Regarding the capabilities of that STT function (capabilities may indicate model size):
Speech to text and local LLM support over 99 languages! Naturally, the quality of each may vary.
Regarding MCP servers running locally (I assume these would be fine, the effort is likely required by the LLM/SLM when deciding how/when to use them):
The built in actions, set reminder, create note, alarms, etc, are actually MCPs - basically mini apps that AI agents know how to operate. They run locally in WASM within the Pebble mobile app (no cloud MCP server required).
Regarding optional cloud services, appears to be solely for backup of data (not LLM/SLM inference):
The app works offline (no internet connection) and does not require a cloud service. An optional cloud storage system for backing up recordings is available.
Extra confirmation that MCP servers are running locally:
Use MCPs (also run locally on-device!

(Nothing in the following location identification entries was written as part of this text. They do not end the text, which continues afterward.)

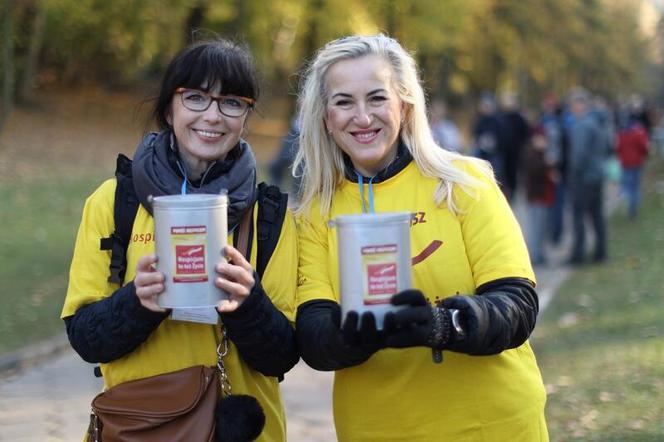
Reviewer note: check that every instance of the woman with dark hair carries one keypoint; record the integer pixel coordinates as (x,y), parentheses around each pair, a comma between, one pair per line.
(207,93)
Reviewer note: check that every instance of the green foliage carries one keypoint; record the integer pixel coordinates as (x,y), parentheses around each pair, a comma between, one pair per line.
(600,343)
(39,220)
(463,47)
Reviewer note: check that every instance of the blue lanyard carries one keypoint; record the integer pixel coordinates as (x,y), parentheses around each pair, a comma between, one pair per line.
(360,183)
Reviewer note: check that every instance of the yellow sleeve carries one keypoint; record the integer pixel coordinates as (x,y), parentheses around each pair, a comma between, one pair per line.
(314,267)
(89,268)
(494,243)
(280,276)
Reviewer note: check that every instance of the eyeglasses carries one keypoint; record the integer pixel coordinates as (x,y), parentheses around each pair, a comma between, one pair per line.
(229,105)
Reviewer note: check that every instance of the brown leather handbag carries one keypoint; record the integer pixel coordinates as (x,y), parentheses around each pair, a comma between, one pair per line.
(179,406)
(176,406)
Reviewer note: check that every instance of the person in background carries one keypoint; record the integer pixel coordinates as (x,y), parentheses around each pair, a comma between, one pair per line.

No cloud server required) to add more actions
It appears that a lot of work will be delegated to the phone, using an offline LLM (more likely SLM?).
With all of this considered, what would the minimum phone specifications be?
This is a very tempting product, and I was about to preorder, but the question of phone specifications is an important one.
Thanks!
Updated: 19:24 12/12/2025 - I noticed the blog appeared to confirm two separate models/functions for speech-to-text and processing actions. Focussed question on understanding hardware requirements.